Um estudo recente publicado na revista The Lancet Global Health revelou que o número de mortes em Gaza nos primeiros 15 meses do conflito é substancialmente maior do que os dados oficiais. A pesquisa estima que mais de 75.000 palestinos foram mortos, superando os 49.000 divulgados pelas autoridades de saúde locais. Este levantamento, o primeiro independente sobre a mortalidade na Faixa de Gaza, foi conduzido por Khalil Shikaki e Michael Spagat, baseando-se em entrevistas com 2.000 famílias, e indica que entre 3% e 4% da população de Gaza foi vítima de mortes violentas até 5 de janeiro de 2025.

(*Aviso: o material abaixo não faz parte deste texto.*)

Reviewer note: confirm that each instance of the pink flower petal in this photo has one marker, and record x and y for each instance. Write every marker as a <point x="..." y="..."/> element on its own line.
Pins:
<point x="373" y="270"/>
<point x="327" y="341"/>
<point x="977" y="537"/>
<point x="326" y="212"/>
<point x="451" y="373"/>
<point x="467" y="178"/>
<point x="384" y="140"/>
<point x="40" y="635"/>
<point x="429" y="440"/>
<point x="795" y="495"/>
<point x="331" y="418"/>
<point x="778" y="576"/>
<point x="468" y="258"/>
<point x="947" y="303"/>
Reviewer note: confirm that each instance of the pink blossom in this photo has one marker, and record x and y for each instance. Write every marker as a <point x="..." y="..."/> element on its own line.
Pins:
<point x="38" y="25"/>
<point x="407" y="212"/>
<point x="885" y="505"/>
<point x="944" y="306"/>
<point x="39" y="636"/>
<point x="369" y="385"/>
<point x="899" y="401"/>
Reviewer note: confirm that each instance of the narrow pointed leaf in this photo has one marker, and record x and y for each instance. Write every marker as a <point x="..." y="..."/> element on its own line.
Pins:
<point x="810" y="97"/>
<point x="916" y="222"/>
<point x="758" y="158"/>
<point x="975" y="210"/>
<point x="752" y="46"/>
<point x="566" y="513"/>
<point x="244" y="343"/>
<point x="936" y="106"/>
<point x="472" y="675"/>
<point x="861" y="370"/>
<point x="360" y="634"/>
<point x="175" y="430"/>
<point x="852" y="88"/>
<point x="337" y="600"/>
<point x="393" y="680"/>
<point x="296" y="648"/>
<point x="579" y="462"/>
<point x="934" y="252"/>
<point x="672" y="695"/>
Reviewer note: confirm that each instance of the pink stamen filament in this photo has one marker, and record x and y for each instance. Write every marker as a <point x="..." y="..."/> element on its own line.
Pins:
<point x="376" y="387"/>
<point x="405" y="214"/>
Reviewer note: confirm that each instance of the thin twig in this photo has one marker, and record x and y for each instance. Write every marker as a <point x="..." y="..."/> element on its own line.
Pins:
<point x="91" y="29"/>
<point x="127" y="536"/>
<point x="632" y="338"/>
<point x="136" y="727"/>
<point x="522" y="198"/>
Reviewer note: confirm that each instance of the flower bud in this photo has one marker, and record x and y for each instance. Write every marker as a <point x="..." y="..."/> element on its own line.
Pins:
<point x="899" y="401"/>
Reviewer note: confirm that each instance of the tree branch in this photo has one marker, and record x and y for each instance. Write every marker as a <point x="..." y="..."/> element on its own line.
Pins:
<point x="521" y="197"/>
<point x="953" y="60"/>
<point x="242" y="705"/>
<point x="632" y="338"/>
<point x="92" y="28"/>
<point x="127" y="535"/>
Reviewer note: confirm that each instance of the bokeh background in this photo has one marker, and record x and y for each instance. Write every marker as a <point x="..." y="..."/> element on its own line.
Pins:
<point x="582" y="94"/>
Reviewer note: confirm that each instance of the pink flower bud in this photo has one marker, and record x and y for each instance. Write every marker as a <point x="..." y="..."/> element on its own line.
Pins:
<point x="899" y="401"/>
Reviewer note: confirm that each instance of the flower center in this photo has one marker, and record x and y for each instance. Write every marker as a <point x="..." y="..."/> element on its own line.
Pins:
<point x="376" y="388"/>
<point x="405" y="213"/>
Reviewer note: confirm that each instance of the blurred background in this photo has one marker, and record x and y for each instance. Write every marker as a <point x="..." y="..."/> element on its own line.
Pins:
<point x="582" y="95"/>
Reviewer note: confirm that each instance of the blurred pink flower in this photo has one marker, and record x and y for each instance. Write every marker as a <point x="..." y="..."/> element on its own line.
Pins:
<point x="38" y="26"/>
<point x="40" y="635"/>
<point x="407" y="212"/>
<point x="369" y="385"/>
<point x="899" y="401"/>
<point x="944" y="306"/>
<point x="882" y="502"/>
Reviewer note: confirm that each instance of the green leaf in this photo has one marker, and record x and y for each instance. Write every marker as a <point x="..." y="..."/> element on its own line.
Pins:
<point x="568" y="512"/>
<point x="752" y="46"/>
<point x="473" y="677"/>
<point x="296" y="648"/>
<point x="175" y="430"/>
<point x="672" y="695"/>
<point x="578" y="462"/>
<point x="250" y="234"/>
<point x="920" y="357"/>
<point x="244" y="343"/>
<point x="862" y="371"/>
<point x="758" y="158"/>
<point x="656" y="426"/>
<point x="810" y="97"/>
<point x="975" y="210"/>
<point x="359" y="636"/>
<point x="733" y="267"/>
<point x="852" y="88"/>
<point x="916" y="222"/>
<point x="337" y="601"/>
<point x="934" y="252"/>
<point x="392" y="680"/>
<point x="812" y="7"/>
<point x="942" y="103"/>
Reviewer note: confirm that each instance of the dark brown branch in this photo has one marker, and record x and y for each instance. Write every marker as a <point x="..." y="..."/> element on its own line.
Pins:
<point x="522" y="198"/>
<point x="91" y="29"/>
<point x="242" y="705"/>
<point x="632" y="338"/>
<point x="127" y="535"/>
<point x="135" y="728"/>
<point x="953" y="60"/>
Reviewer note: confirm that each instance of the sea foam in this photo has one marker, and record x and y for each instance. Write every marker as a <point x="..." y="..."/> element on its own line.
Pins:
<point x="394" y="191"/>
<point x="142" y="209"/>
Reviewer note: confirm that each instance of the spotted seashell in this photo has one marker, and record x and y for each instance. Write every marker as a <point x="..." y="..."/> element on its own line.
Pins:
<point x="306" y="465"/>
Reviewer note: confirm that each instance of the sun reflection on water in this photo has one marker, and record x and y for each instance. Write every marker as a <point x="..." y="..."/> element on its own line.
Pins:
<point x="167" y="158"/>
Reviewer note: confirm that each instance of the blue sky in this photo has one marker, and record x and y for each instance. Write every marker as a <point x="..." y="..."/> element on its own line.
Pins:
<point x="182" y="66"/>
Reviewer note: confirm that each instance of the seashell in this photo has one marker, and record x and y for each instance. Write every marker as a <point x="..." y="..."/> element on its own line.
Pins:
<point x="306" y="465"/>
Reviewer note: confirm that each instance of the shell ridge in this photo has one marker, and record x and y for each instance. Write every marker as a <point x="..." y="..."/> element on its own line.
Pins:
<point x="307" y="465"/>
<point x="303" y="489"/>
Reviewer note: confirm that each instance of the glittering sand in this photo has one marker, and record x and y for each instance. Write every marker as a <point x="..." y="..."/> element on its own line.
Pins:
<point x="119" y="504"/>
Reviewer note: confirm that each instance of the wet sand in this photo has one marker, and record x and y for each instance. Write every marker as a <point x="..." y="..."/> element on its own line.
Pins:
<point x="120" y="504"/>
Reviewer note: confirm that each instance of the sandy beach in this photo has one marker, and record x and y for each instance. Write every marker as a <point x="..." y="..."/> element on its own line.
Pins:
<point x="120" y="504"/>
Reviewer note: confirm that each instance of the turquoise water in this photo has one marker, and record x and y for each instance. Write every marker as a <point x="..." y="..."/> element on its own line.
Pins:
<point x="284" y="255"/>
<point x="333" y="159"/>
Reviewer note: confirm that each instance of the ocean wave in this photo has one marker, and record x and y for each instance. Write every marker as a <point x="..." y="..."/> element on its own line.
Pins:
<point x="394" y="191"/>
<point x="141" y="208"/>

Os resultados do estudo apontam que mulheres, crianças e idosos correspondem a 56,2% das mortes violentas, um dado que se alinha com os relatórios do Ministério da Saúde de Gaza. A pesquisa também contradiz alegações de que os números oficiais seriam inflacionados, sugerindo, na verdade, que podem ser conservadores. Além das mortes violentas, o estudo estima cerca de 16.300 mortes não violentas no mesmo período, causadas por doenças ou acidentes indiretamente relacionados ao conflito, evidenciando o impacto abrangente da crise humanitária na região.